Впрочем, Мегуми сам виноват. Нужно было сразу догадаться: что-то здесь неладно.
– Итак. У тебя что-то случилось? – интересуется Сатору все тем же показательно легкомысленным тоном, но всю расслабленность тут же надежно выметает из внутренностей Мегуми, пока ее сменяют напряжение и настороженность.
Выпрямившись на диване и плотнее вжавшись ладонями в кружку с какао – это уже вторая, ее тоже сделал Сатору, – Мегуми спрашивает в ответ предельно спокойным, ровным голосом:
– С чего ты взял?
– Ну, даже не знаю… – краем глаза Мегуми видит, как Сатору принимается барабанить указательным пальцем по губе с демонстративной задумчивостью. – Может, с того, что ты все выходные провел дома, ни разу не взял в руки телефон и почти наверняка не только не разговаривал, но даже не переписывался с Юджи, хотя обычно вы друг без друга и дня провести не можете?
Невольно поморщившись, Мегуми сжимает зубы крепче.

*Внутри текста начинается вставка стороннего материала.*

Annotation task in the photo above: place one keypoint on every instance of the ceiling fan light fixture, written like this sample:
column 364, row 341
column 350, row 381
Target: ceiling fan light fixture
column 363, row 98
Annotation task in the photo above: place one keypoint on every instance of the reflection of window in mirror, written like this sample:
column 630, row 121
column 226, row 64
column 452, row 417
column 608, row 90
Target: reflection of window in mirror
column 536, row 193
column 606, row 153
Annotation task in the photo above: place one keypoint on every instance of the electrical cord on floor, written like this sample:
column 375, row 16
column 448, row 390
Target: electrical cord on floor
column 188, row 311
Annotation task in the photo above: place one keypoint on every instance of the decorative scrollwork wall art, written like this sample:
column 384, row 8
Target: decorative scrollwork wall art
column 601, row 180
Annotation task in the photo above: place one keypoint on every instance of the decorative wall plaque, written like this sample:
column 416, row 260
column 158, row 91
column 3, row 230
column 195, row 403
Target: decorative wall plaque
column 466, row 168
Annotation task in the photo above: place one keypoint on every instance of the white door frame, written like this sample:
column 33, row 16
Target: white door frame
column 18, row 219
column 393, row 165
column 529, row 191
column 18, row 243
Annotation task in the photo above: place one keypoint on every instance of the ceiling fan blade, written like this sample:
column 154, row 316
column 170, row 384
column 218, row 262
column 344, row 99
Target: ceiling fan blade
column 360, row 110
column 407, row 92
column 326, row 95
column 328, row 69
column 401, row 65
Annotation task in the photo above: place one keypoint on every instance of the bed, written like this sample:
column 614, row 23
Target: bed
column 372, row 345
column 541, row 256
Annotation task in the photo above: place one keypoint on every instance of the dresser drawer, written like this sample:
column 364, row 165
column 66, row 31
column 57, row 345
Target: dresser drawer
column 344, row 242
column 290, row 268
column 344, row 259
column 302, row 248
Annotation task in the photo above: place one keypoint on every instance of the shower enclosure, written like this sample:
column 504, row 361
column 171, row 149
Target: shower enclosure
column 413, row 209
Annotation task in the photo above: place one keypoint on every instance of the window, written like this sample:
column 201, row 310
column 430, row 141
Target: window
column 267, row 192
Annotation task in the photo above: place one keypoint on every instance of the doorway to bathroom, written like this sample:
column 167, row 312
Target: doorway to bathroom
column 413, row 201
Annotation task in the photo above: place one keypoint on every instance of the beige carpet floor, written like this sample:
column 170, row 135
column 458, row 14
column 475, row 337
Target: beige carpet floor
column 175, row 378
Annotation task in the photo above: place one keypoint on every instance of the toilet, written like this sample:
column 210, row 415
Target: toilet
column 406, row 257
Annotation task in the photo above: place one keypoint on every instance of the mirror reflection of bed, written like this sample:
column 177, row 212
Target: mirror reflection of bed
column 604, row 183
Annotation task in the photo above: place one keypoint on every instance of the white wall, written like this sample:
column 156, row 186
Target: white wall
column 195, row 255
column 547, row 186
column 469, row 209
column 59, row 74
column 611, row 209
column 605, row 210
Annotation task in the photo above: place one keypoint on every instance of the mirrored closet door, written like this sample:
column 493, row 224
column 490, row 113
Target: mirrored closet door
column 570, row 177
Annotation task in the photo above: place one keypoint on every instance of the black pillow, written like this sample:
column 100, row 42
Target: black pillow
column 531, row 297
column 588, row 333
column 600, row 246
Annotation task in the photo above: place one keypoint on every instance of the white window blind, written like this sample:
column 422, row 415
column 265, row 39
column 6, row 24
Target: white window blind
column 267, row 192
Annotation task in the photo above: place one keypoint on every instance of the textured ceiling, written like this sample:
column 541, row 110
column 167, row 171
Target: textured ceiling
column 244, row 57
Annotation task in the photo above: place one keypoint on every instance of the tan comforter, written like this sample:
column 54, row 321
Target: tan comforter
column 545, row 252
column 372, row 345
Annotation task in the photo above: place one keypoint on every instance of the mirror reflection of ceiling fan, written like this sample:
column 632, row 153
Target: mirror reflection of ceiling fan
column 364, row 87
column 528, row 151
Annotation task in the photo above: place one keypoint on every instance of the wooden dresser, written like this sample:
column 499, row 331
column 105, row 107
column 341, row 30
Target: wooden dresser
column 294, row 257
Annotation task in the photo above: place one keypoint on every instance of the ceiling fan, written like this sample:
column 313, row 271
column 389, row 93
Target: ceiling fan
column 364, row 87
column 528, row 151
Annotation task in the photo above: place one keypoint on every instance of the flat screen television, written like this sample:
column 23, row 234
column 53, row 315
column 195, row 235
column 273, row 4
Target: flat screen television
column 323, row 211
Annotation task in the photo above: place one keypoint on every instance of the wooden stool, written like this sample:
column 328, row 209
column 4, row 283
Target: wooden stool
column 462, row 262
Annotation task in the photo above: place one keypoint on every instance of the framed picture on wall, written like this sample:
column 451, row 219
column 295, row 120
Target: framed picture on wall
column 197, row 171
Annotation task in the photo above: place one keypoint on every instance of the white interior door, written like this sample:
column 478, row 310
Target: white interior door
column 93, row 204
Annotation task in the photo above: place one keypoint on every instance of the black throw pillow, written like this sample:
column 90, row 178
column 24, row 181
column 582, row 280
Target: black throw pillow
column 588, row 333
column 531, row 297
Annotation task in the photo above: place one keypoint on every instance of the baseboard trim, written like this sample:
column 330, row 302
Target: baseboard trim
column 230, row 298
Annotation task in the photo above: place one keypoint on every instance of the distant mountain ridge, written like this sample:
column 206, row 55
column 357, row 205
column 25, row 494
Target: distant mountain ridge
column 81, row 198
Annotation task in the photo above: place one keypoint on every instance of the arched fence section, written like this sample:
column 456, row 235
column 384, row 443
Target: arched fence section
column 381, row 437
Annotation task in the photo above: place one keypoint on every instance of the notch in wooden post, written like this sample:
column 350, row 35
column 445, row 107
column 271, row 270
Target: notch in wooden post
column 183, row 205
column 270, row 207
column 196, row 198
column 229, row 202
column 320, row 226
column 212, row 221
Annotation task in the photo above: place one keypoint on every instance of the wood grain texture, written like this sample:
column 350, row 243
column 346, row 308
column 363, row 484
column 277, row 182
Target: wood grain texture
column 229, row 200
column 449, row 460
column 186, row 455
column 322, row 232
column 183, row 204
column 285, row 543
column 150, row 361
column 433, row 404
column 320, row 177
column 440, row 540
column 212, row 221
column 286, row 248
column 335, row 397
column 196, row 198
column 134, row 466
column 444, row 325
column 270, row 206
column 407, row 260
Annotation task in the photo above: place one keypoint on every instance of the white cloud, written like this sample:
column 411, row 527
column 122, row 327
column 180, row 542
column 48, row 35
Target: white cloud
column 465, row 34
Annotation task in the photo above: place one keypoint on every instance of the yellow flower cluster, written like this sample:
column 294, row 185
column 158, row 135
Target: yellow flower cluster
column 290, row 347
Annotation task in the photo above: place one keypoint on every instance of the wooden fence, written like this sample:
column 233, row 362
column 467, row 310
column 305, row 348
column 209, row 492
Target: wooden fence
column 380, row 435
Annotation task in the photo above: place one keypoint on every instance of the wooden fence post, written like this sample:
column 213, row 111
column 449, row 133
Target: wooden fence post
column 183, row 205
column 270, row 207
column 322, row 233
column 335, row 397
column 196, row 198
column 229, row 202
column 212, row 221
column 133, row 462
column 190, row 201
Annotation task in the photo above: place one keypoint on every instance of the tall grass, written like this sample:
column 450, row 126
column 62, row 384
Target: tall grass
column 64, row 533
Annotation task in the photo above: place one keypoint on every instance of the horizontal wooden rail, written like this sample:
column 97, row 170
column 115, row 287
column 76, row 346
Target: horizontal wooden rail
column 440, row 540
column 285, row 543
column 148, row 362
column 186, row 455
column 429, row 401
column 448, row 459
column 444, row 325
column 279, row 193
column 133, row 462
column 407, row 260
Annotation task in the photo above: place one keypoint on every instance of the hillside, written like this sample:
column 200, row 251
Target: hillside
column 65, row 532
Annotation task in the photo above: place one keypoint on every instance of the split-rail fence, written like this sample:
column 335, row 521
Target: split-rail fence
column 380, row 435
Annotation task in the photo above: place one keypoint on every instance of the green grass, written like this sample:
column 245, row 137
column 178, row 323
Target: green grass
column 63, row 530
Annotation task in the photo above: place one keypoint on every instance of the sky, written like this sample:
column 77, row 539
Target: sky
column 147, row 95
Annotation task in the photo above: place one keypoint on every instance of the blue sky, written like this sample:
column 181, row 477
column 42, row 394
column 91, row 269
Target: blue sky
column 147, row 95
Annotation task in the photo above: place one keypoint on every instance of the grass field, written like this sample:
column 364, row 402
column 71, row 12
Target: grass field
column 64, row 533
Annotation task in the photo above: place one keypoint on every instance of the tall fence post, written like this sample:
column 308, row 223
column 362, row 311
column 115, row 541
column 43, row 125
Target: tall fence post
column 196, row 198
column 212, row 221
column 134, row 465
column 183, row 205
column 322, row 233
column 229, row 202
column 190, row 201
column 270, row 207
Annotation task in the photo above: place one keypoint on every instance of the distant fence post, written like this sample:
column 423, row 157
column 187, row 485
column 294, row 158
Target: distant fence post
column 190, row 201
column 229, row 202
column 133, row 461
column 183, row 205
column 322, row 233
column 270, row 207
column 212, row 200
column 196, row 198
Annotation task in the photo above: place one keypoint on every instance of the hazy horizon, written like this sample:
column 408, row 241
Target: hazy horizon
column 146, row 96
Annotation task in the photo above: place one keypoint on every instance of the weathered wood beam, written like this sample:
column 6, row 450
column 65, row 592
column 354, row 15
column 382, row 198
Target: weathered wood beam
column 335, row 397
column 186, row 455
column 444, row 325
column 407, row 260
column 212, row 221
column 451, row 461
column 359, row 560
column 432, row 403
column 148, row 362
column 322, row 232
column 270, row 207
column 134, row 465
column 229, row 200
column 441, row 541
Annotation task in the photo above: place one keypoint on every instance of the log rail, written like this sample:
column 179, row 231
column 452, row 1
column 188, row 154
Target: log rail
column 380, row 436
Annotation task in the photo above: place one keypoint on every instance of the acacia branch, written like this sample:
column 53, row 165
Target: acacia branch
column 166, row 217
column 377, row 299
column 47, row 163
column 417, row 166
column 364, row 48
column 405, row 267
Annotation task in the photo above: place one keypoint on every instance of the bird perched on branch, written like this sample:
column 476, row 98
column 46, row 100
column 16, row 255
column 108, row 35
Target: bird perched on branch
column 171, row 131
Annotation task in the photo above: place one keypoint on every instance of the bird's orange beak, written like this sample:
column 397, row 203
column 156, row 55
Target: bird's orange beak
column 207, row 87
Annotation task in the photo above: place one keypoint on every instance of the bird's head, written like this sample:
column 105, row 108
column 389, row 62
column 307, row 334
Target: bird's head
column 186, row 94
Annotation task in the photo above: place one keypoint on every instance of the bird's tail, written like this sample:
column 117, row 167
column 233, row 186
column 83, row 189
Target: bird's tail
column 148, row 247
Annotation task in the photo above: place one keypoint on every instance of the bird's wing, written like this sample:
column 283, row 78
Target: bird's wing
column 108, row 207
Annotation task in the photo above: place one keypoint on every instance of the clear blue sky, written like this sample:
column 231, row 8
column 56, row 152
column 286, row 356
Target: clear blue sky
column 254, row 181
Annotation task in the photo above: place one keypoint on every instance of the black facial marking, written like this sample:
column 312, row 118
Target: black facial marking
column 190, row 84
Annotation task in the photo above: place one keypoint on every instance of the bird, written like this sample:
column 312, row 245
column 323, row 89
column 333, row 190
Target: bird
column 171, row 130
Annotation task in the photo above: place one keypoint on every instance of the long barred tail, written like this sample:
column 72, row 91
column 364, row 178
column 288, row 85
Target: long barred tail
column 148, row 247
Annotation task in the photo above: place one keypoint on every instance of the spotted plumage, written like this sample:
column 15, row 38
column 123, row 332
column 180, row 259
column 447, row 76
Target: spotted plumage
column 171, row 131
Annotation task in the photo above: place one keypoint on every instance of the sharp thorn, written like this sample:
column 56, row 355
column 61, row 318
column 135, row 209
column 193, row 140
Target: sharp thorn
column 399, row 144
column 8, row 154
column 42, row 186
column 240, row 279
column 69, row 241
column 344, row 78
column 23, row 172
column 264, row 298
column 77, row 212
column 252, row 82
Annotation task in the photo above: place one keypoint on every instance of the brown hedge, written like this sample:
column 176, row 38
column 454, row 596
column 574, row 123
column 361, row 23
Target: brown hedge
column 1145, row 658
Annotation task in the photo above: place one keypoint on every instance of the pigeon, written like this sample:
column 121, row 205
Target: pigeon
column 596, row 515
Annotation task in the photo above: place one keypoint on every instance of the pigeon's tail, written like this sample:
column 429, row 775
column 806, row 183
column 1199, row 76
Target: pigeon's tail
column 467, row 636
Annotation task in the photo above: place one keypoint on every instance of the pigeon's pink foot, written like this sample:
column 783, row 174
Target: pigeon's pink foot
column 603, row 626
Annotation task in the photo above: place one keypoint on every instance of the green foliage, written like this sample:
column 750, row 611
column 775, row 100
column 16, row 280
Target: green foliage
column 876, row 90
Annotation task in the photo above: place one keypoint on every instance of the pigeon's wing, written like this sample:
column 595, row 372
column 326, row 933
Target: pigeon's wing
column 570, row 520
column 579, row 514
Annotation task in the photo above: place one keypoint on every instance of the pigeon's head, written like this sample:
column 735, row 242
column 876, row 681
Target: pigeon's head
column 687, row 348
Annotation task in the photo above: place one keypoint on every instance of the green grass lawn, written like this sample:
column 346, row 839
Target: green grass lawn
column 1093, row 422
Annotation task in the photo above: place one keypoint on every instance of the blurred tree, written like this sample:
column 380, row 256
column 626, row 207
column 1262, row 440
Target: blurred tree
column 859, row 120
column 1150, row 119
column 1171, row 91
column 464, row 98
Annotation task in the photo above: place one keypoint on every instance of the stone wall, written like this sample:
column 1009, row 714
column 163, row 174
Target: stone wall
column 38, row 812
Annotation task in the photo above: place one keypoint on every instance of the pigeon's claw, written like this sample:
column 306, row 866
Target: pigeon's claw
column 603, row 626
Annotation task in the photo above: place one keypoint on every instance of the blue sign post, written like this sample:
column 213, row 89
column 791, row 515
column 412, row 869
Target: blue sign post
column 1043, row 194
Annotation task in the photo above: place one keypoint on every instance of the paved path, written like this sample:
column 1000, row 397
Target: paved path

Конечно же, Сатору заметил. Блядь. Конечно же. Этого следовало ожидать – вот только Мегуми не ожидал, слишком ушел в себя, слишком забылся. А потому сейчас это ощущается ударом под дых.
Чтобы создать видимость действия и оттянуть время прежде, чем придется отвечать, Мегуми решает сделать глоток из кружки – и это его ошибка.
Потому что Сатору все еще не закончил.
– Связано ли происходящее как-то с твоей маленькой влюбленностью в Юджи? – спрашивает он все тем же деланно-небрежным тоном, и Мегуми от неожиданности давится глотком.
– Какого?.. – хрипит он, пытаясь прокашляться, а когда наконец удается справиться с собственным голосом, шипит, не пытаясь скрыть толику раздражения: – Как ты узнал?
В ответ на это показательное легкомыслие и спокойствие Сатору наконец смазываются; повернувшись полностью к Мегуми, он бросает на того такой взгляд, будто сам этот вопрос оскорбляет его до глубины души – и это лишь на какую-то долю следствие склонности к извечному драматизму.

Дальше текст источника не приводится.